Deep Multi-task Learning with Unsupervised Representation Learning for Improved Generalization Across Datasets in 12-Lead ECG Classification

Kuk Jin Jang, Renukanandan Tumu, Nicole Chiou
University of Pennsylvania


In recent years, data-driven approaches and deep neural networks applied to the medical domain have been shown to attain astonishing performance at the level of expert clinicians in tasks such as medical image diagnosis. Despite such successes in limited settings, generalization of performance across different tasks and datasets remains a difficult challenge for automated detection and classification of cardiac abnormalities using the electrocardiogram (ECG).

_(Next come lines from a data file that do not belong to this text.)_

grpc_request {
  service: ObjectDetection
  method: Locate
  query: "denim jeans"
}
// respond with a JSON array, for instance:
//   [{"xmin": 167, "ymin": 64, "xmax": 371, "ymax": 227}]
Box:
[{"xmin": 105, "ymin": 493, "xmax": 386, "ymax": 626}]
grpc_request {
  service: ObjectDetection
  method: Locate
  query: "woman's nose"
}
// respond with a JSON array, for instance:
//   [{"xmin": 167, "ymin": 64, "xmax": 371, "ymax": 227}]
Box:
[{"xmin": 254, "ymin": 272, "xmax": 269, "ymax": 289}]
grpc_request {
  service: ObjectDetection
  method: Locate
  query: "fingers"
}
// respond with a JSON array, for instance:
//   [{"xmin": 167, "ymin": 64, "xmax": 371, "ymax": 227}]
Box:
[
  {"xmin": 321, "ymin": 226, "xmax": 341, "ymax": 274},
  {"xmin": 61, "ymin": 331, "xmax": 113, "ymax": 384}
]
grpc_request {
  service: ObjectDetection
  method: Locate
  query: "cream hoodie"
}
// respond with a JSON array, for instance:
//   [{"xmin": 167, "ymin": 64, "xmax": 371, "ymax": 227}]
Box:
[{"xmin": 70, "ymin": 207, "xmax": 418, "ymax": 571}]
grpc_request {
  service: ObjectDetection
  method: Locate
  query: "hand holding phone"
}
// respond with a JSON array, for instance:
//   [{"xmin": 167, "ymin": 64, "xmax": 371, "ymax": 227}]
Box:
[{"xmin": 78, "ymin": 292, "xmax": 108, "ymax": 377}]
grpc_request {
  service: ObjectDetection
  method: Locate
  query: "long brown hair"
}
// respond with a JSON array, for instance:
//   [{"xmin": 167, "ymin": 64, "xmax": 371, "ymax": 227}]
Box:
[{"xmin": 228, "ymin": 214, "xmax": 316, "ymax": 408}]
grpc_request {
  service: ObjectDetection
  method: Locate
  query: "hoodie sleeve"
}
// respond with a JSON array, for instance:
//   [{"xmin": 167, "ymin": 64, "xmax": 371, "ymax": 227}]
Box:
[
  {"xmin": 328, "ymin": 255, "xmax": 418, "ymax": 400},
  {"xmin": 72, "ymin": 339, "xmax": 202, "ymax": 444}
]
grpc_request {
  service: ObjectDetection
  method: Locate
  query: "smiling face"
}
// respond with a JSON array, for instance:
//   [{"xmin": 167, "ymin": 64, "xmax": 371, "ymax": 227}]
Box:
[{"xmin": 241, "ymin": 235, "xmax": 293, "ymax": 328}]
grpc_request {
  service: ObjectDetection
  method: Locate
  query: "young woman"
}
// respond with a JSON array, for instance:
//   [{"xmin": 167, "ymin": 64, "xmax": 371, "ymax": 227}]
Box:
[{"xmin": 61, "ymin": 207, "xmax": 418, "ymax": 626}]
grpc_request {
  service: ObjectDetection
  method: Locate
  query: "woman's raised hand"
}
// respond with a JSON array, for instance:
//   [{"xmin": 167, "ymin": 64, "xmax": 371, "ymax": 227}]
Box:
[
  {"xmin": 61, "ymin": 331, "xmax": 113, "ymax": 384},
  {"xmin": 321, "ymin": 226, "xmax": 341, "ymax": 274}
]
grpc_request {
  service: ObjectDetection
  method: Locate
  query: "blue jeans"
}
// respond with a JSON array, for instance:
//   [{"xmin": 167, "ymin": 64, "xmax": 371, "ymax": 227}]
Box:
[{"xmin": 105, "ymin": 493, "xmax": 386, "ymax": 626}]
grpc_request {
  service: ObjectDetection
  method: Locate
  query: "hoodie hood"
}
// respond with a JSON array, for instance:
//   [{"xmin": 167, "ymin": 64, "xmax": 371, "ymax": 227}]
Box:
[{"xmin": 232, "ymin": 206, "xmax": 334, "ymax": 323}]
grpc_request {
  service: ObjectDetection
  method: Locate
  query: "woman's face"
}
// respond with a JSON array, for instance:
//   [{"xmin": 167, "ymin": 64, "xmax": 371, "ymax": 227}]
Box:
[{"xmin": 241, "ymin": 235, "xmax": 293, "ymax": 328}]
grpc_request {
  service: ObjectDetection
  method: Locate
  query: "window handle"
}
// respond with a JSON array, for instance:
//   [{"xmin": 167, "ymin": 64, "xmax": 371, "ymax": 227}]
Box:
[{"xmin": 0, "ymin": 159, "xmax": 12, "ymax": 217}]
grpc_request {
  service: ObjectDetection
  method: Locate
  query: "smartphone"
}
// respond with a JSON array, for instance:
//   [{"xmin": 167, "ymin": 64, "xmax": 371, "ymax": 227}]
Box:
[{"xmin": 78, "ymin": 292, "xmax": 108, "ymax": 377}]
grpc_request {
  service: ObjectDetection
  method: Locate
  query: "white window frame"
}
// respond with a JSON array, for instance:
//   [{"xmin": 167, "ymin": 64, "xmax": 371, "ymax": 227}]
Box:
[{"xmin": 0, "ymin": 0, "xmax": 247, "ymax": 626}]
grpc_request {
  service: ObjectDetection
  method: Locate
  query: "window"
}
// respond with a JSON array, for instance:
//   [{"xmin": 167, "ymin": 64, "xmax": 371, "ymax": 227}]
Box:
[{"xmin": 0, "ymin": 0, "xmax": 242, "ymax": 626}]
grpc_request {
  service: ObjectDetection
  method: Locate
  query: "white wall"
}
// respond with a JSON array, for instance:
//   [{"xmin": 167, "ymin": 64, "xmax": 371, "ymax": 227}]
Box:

In this work, to address generalization across tasks, we formulate cardiac abnormality detection as a multi-task learning (MTL) problem where each task consists of detection of one type of abnormality. The intuition is that relationships exist between different tasks and can be exploited to improve overall performance. We will compare classical approaches of hard parameter sharing to more recent deep neural network-based approaches such as deep relationship networks and soft parameter sharing cross-stitch networks. To improve generalization across different datasets, we will incorporate unsupervised representation learning methods such as variational auto-encoders to learn a context variable derived from the latent space. This context variable can be used to fine-tune the weights of a trained network to improve the performance on a specific dataset. Finally, the architecture itself can greatly affect the performance of an approach and optimizing the structure of the network and its corresponding hyperparameters is a non-trivial task. We attempt to utilize neural architecture search methods such as AutoML and gradient-free swarm optimization approaches to further improve the performance of MTL.

Our first attempts have resulted in an average performance score of 0.074/0.030 (F-beta-measure/G-beta-measure) in cross-validation during training and 0.072/0.029 (F-beta-measure/G-beta-measure) on the validation set. We expect significant improvements as more sophisticated approaches are attempted.